Yahoo is in a move to bring distributed Google’s deep learning innovation to the market of big data clusters through its open source framework TensorFlowOnSpark. The latest TensorFlow-Spark mix is highly inspiration from a Caffe solution that the Internet giant launched last year.
TensorFlowOnSpark solves the problem of deploying deep learning on big data clusters in a distributed form. This is not a completely new deep learning model but instead an upgrade to the existing frameworks that were requiring the development of multiple programs for deploying intelligence on big data clusters and giving a space for unwanted system complexity as well as end-to-end learning latency.
Yahoo’s Big ML team has taken some notes from the development of its CaffeOnSpark, which was launched last year as a solution to enable Caffe users with distributed deep learning and big data processing on Spark and Hadoop clusters.
“We are taking a page from our own playbook and doing for TensorFlow for what we did for Caffe,” the Big ML team, including Lee Yang, Jun Shi, Bobbie Chern and Andy Feng, writes in a blog post.
Unlike CaffeOnSpark, TensorFlowOnSpark enables distributed TensorFlow execution on Spark and Hadoop clusters.

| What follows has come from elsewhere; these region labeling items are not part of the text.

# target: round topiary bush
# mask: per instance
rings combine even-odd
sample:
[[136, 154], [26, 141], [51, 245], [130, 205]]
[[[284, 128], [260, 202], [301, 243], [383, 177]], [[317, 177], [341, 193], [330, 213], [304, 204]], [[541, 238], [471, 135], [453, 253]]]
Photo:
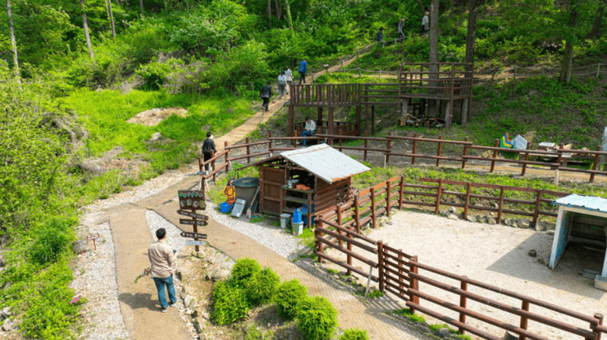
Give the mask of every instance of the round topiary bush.
[[344, 331], [344, 334], [340, 337], [340, 340], [369, 340], [369, 335], [364, 330], [350, 328]]
[[213, 288], [213, 313], [211, 317], [218, 325], [232, 323], [249, 313], [245, 291], [229, 281], [218, 282]]
[[245, 257], [238, 259], [232, 270], [232, 284], [239, 288], [244, 288], [245, 284], [253, 274], [261, 270], [257, 261]]
[[245, 290], [251, 306], [269, 301], [280, 283], [280, 278], [271, 268], [256, 272], [245, 283]]
[[276, 288], [274, 303], [278, 306], [278, 313], [281, 317], [291, 319], [297, 314], [297, 305], [308, 294], [308, 288], [299, 283], [296, 279], [283, 282]]
[[337, 310], [322, 297], [308, 297], [297, 306], [299, 330], [307, 340], [325, 340], [337, 327]]

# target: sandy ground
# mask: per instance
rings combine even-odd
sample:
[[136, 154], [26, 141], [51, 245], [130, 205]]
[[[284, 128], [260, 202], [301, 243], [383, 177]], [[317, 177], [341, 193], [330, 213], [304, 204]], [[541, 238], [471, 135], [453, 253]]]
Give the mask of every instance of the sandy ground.
[[[371, 230], [368, 237], [382, 240], [390, 246], [418, 255], [420, 263], [453, 274], [488, 283], [519, 294], [543, 300], [592, 317], [607, 312], [606, 292], [594, 288], [593, 281], [579, 274], [584, 269], [600, 271], [604, 252], [584, 247], [568, 247], [564, 258], [555, 270], [544, 264], [550, 257], [553, 236], [543, 232], [519, 229], [505, 226], [453, 221], [424, 212], [399, 211], [392, 215], [392, 224], [384, 224]], [[364, 251], [354, 247], [358, 254]], [[528, 254], [531, 250], [537, 257]], [[331, 256], [342, 259], [335, 250]], [[377, 261], [377, 255], [365, 253], [368, 259]], [[365, 271], [368, 266], [360, 262], [355, 265]], [[343, 270], [334, 264], [331, 268]], [[460, 287], [460, 282], [439, 277], [425, 270], [420, 273], [440, 282]], [[374, 270], [374, 274], [377, 272]], [[365, 282], [367, 280], [364, 280]], [[460, 298], [429, 284], [420, 283], [420, 290], [446, 301], [459, 305]], [[521, 301], [488, 290], [469, 286], [469, 291], [508, 306], [521, 308]], [[420, 304], [444, 315], [458, 319], [458, 314], [427, 301]], [[518, 326], [519, 319], [497, 309], [469, 299], [468, 308], [486, 316]], [[588, 324], [573, 318], [557, 314], [547, 309], [532, 305], [530, 310], [546, 317], [570, 323], [588, 330]], [[424, 316], [426, 317], [426, 316]], [[441, 323], [426, 317], [430, 323]], [[466, 323], [502, 337], [505, 331], [480, 322], [470, 317]], [[582, 339], [556, 328], [529, 321], [528, 330], [551, 339]]]

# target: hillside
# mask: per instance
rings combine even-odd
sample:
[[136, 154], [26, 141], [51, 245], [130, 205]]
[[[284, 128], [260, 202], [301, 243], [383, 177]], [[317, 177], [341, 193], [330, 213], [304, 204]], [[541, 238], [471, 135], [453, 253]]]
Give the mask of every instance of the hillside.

It also works with SparkSQL, MLlib and other Spark libraries in a single pipeline or program. Further, the framework can be used to modify any TensorFlow program.
“Process-to-process direct communication enables TensorFlowOnSpark programs to scale easily by adding machines. TensorFlowOnSpark does not involve Spark drivers in tensor communication, and thus achieves similar scalability as stand-alone TensorFlow clusters,” the Big ML team defines in the post.
Yahoo engineers have uplifted the original TensorFlow that Google developed in 2015 to enable support for remote direct memory access (RDMA). Its presence can be seen from TensorFlow’s C++ layer. An alpha-quality code has also been released to let the open source community leverage the efforts made by the Big ML team.